Zur Frage nach möglichen Gründen für den Absturz sagt Markus Lerch, man sei rat- und sprachlos. Es war ein prächtiger Morgen, als der Helikopter kurz nach 7 Uhr in der Früh in Erstfeld gestartet war. Als erstes flog er die auf 2200 Meter über Meer gelegene Leutschachhütte an. An Bord waren ein erfahrener Pilot Mitte Dreissig, zwei Flughelfer (einer ebenfalls Mitte Dreissig, der andere 25 Jahre alt) sowie ein 60-jähriger Monteur. Dieser hatte in der Hütte Arbeiten zu erledigen.

Als sie den Monteur abgesetzt hatte, flog die Maschine nach Andermatt und zurück zur Leutschachhütte, um den Monteur wieder aufzunehmen. Das nächste Ziel wäre die nicht sehr weit entfernte Kröntenhütte gewesen, um dort einen Flughelfer abzusetzen.

Kröntenhütte nicht mehr erreicht

Doch der Helikopter erreichte die auf 1900 Meter Höhe gelegene SAC-Hütte nicht mehr. Im unwegsamen Gelände stürzte er ab. «Kurz nach 9 Uhr ging bei uns die Meldung ein, ein Helikopter sei in der Nähe der Kröntenhütte abgestürzt und Rauch steige von der Unfallstelle auf», sagte Lerch.

Schon bald bewahrheitete sich die Befürchtung, dass Menschen umgekommen sind: Die vier Insassen - alles Urner - kamen an Ort und Stelle ums Leben. Im Einsatz standen die Kantonspolizei Uri, die Rega, die Feuerwehr Erstfeld, ein Care Team sowie die Schweizerische Unfalluntersuchungsstelle (SUST), welche eine Untersuchung eröffnete.

Der Pilot sei erfahren, der Helikopter eine bewährte, erst ein Jahr alte Maschine gewesen, sagt Lerch. «Wir warten die Maschinen selbst im Haus». Es gäbe einen täglichen Wartungsintervall

Das Flugwetter bezeichnete er als gut: «Es war der erste schöne Tag ohne Nebel oder Wind.» Die Flugroute sei «nicht schwierig». Es gäbe auch keine Hinweise auf Flughindernisse.

Auch die Urner Kantonspolizei konnte keine Angaben zur möglichen Unfallursache und zur Dauer der Untersuchungen machen.

Betrieb vorerst eingestellt

Die Swiss Helicopter Group der Basis Erstfeld, welche dort 13 Personen beschäftigt und zwei Helikopter fliegt, stellt ihren Betrieb nach dem Unglück vorerst ein.

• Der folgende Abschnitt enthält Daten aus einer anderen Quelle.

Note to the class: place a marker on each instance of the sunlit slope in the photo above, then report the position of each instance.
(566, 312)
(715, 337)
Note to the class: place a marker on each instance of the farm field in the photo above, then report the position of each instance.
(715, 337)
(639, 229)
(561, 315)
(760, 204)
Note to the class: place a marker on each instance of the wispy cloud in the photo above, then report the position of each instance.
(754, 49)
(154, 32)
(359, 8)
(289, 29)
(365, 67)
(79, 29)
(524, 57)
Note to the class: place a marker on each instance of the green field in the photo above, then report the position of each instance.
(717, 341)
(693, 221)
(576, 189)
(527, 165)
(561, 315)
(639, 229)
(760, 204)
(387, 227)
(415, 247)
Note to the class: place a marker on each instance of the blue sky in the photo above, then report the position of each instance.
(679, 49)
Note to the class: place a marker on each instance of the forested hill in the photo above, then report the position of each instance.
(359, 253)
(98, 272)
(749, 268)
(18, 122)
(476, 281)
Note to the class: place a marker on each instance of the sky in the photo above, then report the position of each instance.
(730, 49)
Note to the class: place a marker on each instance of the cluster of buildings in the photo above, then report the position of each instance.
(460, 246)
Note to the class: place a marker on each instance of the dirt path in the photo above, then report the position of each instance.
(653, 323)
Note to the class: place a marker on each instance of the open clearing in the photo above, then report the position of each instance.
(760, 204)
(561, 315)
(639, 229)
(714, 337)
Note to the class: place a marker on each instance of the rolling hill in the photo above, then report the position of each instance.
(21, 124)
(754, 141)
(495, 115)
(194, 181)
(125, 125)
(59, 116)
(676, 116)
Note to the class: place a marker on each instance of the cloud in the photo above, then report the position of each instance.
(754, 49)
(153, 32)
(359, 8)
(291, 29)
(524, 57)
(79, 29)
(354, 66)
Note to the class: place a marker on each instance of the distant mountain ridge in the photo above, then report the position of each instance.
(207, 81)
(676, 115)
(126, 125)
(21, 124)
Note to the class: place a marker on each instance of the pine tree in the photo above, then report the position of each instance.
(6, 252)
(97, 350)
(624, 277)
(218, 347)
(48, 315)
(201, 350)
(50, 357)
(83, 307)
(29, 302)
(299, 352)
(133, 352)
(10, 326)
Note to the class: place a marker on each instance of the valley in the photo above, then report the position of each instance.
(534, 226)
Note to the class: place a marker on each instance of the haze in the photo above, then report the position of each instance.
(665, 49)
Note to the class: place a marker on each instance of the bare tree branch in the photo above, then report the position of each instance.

Wie lange, war am Nachmittag nicht bekannt. Landesweit beschäftigt das Unternehmen 130 Personen.

Bereits am Samstag war ein Helikopter des Tessiner Unternehmens Heli-TV in Iragna TI verunfallt. Nach einem missglückten Landemanöver auf einer Alp wollte der Helikopter zur Basis nach Lodrino zurückfliegen, als er in einen Steinbruch abstürzte. Bei dem Absturz kamen der Pilot und drei seiner Passagiere ums Leben.

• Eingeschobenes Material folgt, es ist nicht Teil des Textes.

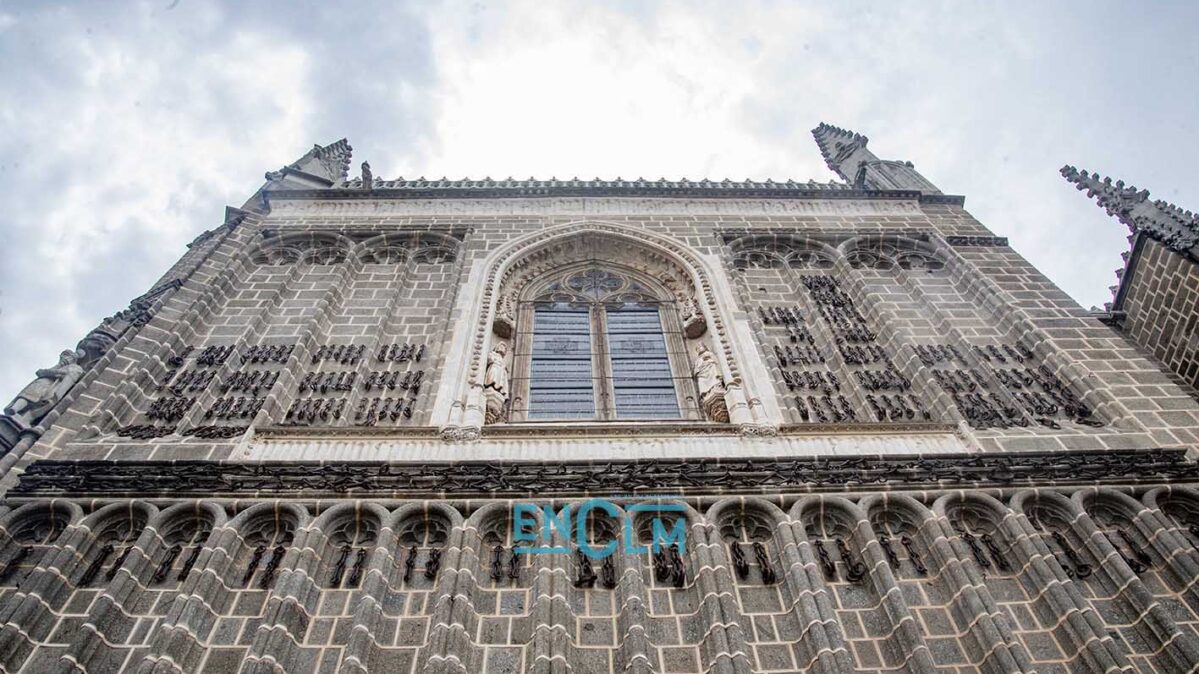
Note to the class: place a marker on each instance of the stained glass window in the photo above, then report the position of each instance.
(597, 349)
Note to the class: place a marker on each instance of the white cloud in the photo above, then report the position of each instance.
(126, 128)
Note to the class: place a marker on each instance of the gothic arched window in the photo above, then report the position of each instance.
(597, 344)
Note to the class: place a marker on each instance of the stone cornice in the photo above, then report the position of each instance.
(547, 188)
(606, 429)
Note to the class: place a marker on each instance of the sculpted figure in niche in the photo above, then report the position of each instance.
(495, 384)
(505, 316)
(40, 395)
(367, 176)
(711, 385)
(693, 323)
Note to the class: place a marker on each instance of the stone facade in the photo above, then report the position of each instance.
(1156, 301)
(311, 446)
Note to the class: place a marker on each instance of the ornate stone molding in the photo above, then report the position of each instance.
(976, 241)
(591, 206)
(673, 264)
(211, 479)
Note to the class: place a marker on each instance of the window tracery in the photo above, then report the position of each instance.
(598, 343)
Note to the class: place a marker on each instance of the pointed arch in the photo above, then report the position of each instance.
(692, 280)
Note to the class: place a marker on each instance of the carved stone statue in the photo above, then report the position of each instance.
(495, 384)
(693, 322)
(367, 176)
(711, 385)
(505, 316)
(40, 395)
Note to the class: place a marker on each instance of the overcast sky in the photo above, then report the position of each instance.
(126, 128)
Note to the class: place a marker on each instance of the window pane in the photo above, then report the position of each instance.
(560, 374)
(640, 369)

Einen Zusammenhang zwischen den zwei so kurz aufeinander erfolgten Unglücken sieht Lerch nicht. «Ein tragischer Zufall», sagte er. Bei den beiden abgestürzten Maschinen handle es sich auch um zwei verschiedene Modelle. Die Ursache des Absturzes im Tessin ist ebenfalls noch immer unklar.

Markus Lerch selbst fliegt seit über 30 Jahren Helikopter und fühlte sich dabei immer sicher: «Die Maschinen sind sehr gut unterhalten, mit diesen Auflagen ist das eigentlich eine sichere Operation». Seit dem Morgen laufen die Abklärungen zur Unfallursache.